Baloney. Trickle-down
economics is a cruel joke. Just look at the evidence:

1. Clinton’s tax increase on the rich hardly stalled the economy. In
1993, Bill Clinton raised taxes on top earners from 31 percent to 39.6 percent.
Conservatives predicted economic disaster. Instead, the economy created 23
million jobs and the economy grew for 8 straight years in what was then the
longest expansion in history. The federal budget went into surplus. 

2. George W. Bush’s big tax cuts for the rich didn’t grow the economy.

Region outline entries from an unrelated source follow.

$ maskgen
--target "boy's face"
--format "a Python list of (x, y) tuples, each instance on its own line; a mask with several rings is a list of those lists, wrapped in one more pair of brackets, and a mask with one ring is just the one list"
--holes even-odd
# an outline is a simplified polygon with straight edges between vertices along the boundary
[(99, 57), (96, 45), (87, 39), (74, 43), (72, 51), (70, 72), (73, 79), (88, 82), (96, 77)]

In 2001and 2003, George W. Bush lowered the top tax rate to 35 percent while
also cutting top rates on capital gains and dividends. Conservative
supply-siders predicted an economic boom. Instead, the economy barely grew at
all, and then in 2008 it collapsed. Meanwhile, the federal deficit
ballooned. 

3. Obama’s tax hike on the rich didn’t slow the economy. At
the end of 2012, President Obama struck a deal to restore the 39.6 percent top
tax rate and raise tax rates on capital gains and dividends. Once again,
supply-side conservatives predicted doom. Instead, the economy grew steadily,
and the expansion is still continuing.

4. The Reagan recovery of the early 1980s wasn’t driven by Reagan’s tax cut. Conservative
supply-siders point to Ronald Reagan’s 1981 tax cuts. But the so-called Reagan
recovery of the early 1980s was driven by low interest rates and big increase
in government spending. 

5. Kansas cut taxes on the rich and is a basket case. California raised them and is thriving. In 2012, Kansas slashed taxes on top
earners and business owners, while California raised taxes on top earners to
the highest state rate in the nation. Since then, California has had among the
strongest economic growth of any state, while Kansas has fallen behind most
other states.

So don’t fall for
supply-side, trickle-down nonsense. Lower taxes on the rich don’t generate
growth and jobs. They only make the rich even richer, at a time of raging
inequality, and they cause bigger budget deficits.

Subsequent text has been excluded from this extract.